Over the summer, Dorna signed a memorandum of understanding with the Hungarian government to host a race for five years, between 2022 and 2026, at a new circuit to be built in the country.

The memorandum of understanding is just the first step on a long and tricky road to actually organizing a race.

The project is part of a wider set of plans laid out by the Hungarian Ministry for Innovation and Technology, to encourage technology industries in the country. There is as yet no circuit, nor a promoter to organize the race.

The press release from Dorna encompasses that conditionality. The race will only happen if a contract with a promoter is signed before the end of February next year. 

And the race will need a circuit to be built to MotoGP circuits and homologated by the FIM. A lot still needs to happen before a Hungarian round of MotoGP actually takes place.

There is a precedent for this, of course.

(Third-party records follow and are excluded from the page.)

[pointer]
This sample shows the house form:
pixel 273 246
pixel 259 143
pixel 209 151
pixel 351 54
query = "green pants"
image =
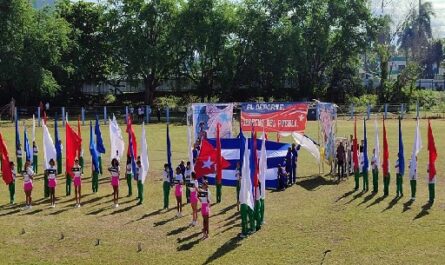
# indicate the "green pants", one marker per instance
pixel 399 183
pixel 59 165
pixel 413 184
pixel 68 184
pixel 432 192
pixel 11 187
pixel 140 192
pixel 356 179
pixel 365 180
pixel 166 188
pixel 45 186
pixel 244 223
pixel 386 181
pixel 130 188
pixel 19 164
pixel 375 180
pixel 218 192
pixel 34 163
pixel 95 181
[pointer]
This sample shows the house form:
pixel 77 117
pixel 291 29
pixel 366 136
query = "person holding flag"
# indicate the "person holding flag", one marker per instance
pixel 432 156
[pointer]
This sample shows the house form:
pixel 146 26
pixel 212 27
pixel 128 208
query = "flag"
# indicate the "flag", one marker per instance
pixel 144 155
pixel 385 164
pixel 117 144
pixel 263 167
pixel 401 154
pixel 93 151
pixel 246 195
pixel 49 149
pixel 57 143
pixel 416 149
pixel 73 144
pixel 432 152
pixel 99 141
pixel 28 150
pixel 6 167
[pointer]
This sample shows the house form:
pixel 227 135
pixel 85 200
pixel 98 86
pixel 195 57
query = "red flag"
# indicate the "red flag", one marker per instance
pixel 355 147
pixel 131 134
pixel 73 143
pixel 6 167
pixel 432 154
pixel 385 164
pixel 206 163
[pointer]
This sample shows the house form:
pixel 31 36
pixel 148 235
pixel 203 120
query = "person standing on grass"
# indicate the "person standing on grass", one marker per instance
pixel 35 155
pixel 115 173
pixel 11 185
pixel 193 187
pixel 77 171
pixel 28 176
pixel 166 185
pixel 188 179
pixel 129 176
pixel 204 197
pixel 52 182
pixel 178 191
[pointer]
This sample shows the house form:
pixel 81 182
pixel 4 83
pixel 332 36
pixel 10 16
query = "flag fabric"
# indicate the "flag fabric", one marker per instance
pixel 416 149
pixel 144 155
pixel 28 150
pixel 99 141
pixel 49 149
pixel 385 164
pixel 246 195
pixel 93 151
pixel 73 144
pixel 401 154
pixel 117 145
pixel 6 167
pixel 432 155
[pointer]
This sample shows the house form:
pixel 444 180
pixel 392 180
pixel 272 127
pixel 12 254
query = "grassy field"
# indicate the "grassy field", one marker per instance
pixel 314 220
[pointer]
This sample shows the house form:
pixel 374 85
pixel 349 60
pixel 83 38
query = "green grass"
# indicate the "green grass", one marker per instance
pixel 302 223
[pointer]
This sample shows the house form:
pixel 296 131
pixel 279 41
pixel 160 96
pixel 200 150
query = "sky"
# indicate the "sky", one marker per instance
pixel 399 8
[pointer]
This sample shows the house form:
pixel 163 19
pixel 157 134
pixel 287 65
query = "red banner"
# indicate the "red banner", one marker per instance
pixel 275 117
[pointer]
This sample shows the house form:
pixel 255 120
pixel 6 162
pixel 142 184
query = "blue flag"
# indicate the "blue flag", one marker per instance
pixel 28 151
pixel 401 155
pixel 57 143
pixel 99 141
pixel 93 151
pixel 365 149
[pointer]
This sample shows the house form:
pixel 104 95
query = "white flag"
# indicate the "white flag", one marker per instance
pixel 49 149
pixel 416 149
pixel 246 196
pixel 263 168
pixel 144 155
pixel 116 140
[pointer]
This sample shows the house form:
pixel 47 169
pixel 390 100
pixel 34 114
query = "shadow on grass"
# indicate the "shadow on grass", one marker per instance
pixel 229 246
pixel 424 212
pixel 377 201
pixel 392 203
pixel 313 182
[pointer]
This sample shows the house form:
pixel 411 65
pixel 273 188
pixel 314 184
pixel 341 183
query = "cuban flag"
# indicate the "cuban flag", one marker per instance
pixel 230 150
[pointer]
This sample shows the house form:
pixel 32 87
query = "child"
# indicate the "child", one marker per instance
pixel 129 175
pixel 188 173
pixel 28 176
pixel 166 185
pixel 204 197
pixel 77 171
pixel 192 186
pixel 115 172
pixel 51 172
pixel 12 184
pixel 178 191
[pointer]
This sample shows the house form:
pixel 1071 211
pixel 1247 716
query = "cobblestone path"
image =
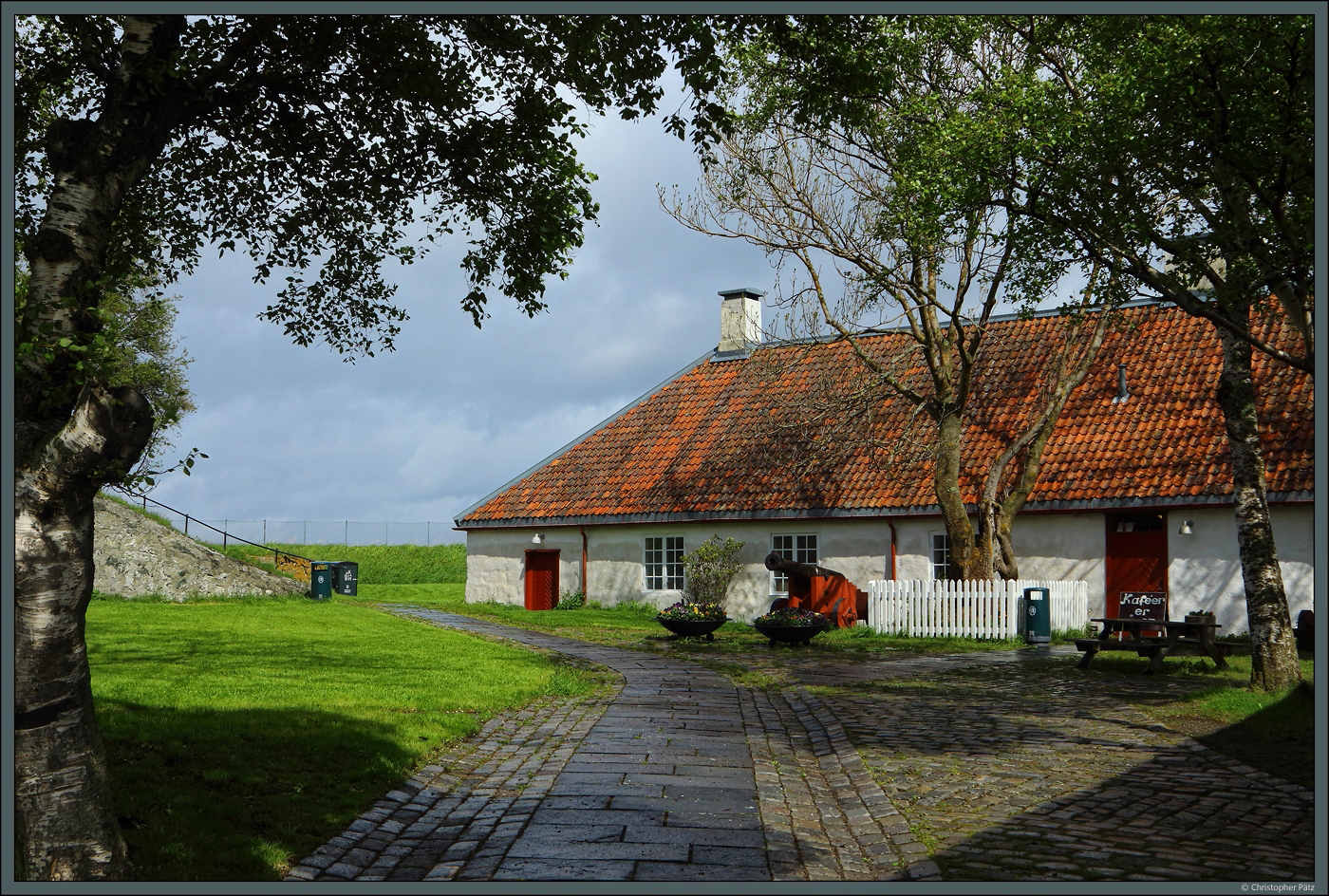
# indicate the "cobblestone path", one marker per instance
pixel 680 776
pixel 929 769
pixel 1010 782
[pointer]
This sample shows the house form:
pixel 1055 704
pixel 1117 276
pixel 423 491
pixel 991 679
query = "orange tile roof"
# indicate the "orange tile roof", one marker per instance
pixel 774 437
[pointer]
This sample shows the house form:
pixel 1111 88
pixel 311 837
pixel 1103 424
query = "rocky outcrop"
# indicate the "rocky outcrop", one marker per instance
pixel 137 556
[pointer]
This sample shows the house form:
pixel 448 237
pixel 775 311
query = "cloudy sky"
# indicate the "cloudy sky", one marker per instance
pixel 422 432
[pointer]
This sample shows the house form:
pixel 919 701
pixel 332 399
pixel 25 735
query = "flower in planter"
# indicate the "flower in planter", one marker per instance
pixel 788 616
pixel 684 611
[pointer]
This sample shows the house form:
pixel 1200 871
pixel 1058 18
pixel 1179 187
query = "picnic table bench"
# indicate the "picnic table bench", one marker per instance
pixel 1179 638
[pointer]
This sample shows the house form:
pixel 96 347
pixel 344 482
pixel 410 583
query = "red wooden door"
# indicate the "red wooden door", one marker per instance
pixel 1136 556
pixel 541 580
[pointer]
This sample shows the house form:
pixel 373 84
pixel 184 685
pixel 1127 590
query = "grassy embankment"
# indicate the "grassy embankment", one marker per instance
pixel 1273 733
pixel 242 733
pixel 272 729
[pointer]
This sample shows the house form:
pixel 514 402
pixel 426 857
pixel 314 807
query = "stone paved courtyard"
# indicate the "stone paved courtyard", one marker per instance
pixel 933 769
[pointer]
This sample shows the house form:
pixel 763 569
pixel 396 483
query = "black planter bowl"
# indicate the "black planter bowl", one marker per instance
pixel 693 627
pixel 791 633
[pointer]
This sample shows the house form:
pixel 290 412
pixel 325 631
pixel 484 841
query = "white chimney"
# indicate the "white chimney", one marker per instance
pixel 740 319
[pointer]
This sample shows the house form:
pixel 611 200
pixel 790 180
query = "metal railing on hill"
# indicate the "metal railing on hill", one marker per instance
pixel 305 532
pixel 226 536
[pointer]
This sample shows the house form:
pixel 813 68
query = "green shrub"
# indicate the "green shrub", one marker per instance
pixel 571 600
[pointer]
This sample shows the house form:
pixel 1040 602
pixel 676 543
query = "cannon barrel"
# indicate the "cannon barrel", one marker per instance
pixel 777 564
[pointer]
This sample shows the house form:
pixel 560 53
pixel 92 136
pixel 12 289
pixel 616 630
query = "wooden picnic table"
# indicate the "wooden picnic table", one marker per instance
pixel 1179 638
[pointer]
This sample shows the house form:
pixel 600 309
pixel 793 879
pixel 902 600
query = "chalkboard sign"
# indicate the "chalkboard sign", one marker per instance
pixel 1142 605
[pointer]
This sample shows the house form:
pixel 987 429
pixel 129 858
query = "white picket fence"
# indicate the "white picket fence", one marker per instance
pixel 933 609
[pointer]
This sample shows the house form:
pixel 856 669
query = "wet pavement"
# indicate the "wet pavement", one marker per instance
pixel 929 769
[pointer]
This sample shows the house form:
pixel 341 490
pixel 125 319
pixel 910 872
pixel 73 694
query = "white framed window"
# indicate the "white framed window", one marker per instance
pixel 800 547
pixel 662 557
pixel 941 565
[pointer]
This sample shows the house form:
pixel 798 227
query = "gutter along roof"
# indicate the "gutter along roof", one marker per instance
pixel 774 437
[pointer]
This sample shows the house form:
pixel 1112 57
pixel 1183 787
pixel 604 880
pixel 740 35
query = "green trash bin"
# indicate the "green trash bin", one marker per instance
pixel 321 580
pixel 345 574
pixel 1037 614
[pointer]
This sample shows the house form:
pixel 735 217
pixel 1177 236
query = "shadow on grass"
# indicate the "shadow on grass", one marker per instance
pixel 236 795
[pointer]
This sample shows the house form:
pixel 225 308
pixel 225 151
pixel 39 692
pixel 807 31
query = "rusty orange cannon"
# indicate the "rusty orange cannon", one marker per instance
pixel 821 590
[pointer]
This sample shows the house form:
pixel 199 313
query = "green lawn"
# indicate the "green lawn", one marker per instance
pixel 243 733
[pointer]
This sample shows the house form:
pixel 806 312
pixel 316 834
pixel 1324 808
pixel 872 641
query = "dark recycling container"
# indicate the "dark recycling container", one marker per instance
pixel 1036 613
pixel 321 580
pixel 345 574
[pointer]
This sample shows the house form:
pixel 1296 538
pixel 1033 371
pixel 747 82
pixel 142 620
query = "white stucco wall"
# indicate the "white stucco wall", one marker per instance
pixel 1205 569
pixel 614 558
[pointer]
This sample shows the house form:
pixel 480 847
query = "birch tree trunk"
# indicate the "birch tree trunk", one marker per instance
pixel 1273 653
pixel 63 807
pixel 72 435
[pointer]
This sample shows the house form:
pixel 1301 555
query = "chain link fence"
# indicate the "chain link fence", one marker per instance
pixel 314 532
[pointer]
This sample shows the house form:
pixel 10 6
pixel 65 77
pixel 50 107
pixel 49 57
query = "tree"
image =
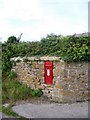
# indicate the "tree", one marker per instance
pixel 12 39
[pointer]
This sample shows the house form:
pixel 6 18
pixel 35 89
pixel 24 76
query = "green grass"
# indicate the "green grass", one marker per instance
pixel 8 111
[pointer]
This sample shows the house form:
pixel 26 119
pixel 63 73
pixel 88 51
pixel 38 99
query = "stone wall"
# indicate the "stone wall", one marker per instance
pixel 70 81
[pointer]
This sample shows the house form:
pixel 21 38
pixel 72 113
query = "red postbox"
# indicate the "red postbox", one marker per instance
pixel 48 72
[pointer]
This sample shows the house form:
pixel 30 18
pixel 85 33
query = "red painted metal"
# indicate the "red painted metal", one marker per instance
pixel 48 72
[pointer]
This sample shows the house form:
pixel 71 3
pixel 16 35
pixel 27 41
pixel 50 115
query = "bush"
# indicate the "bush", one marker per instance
pixel 12 75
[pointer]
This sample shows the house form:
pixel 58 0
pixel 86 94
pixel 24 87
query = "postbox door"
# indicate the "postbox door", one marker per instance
pixel 48 75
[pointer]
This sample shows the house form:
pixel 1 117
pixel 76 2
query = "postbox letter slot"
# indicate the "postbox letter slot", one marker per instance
pixel 48 72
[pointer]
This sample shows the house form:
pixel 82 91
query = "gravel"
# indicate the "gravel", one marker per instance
pixel 52 110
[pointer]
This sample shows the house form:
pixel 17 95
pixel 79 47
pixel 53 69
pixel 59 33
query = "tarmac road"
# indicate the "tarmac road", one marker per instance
pixel 55 110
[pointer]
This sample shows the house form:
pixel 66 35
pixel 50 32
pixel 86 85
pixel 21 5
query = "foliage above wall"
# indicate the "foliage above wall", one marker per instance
pixel 69 48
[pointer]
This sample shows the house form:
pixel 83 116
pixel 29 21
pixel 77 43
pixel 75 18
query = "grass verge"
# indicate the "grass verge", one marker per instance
pixel 10 113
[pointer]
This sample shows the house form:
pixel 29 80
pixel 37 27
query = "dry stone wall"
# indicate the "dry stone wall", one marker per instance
pixel 70 81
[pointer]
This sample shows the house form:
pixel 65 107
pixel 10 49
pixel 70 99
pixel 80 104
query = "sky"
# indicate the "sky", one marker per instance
pixel 37 18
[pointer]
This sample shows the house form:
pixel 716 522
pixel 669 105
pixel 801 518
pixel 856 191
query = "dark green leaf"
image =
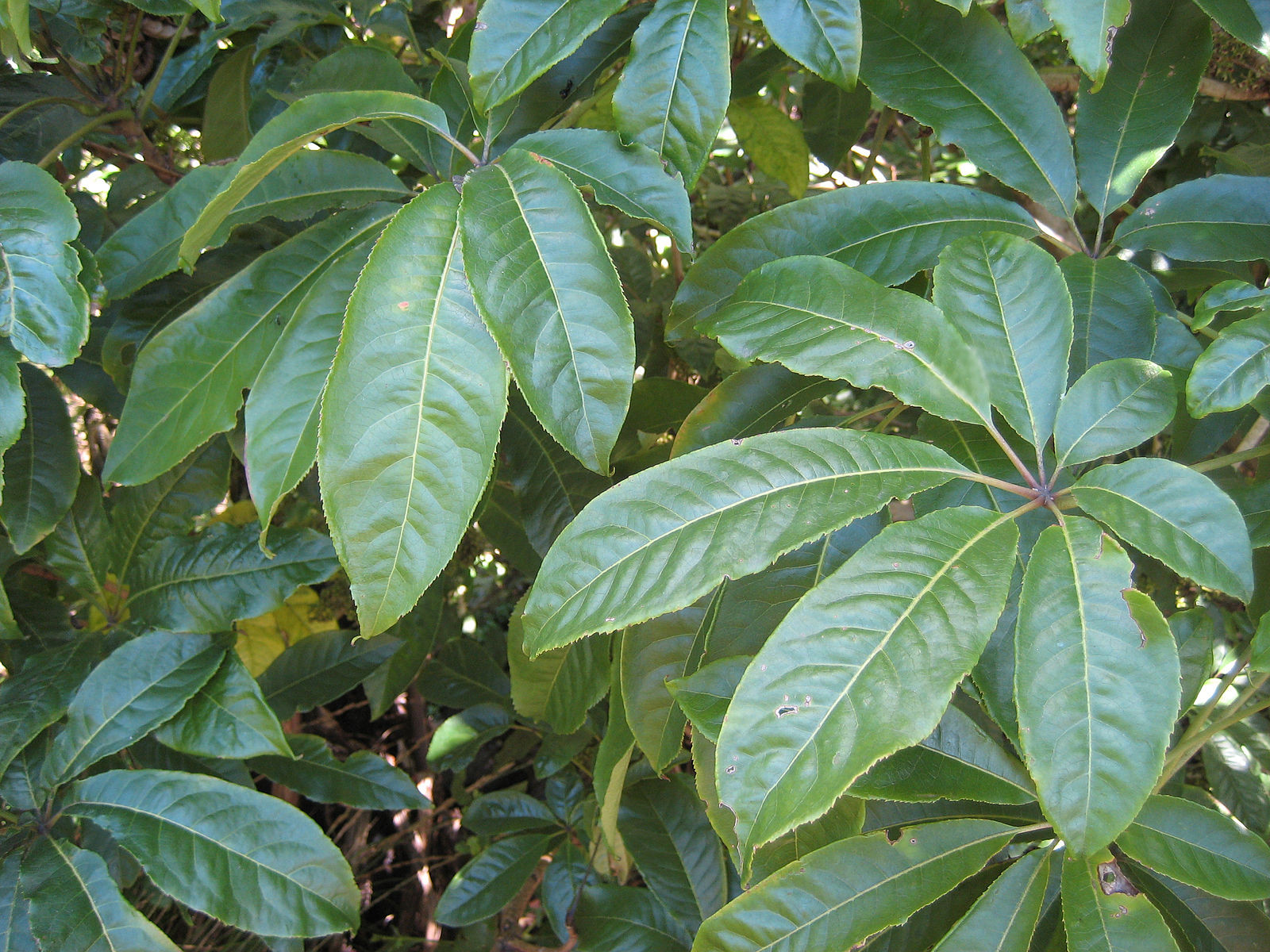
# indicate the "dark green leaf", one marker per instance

In 2008, work started on the Balatonring, a circuit to be built near the eponymous Lake Balaton, 160km southwest of the Hungarian capital Budapest.

That project collapsed when the Spanish investors behind it were caught up in the global financial crisis of 2008, which proved catastrophic for the Spanish real estate and construction sectors. The Balatonring was never completed, though the outlines of the track are still visible.

The 2009 race was canceled, and any idea of a Hungarian race called off in 2010. Instead, MotoGP went to the Motorland Aragon circuit near Alcañiz in Aragon, Spain, a venue which has been on the calendar ever since.

If the proposed Hungarian round of MotoGP falls through, that will not pose a problem for Dorna’s intention of expanding the calendar to 22 races. Mandalika in Indonesia hopes to join the calendar in 2021, and tracks in Brazil and Vietnam are also vying to host a MotoGP race.

Dorna is in talks with circuits in Mexico, Chile, and Argentina. And with at least one MotoGP race in Spain to be dropped, those circuits would be happy to remain on the calendar if another circuit dropped out.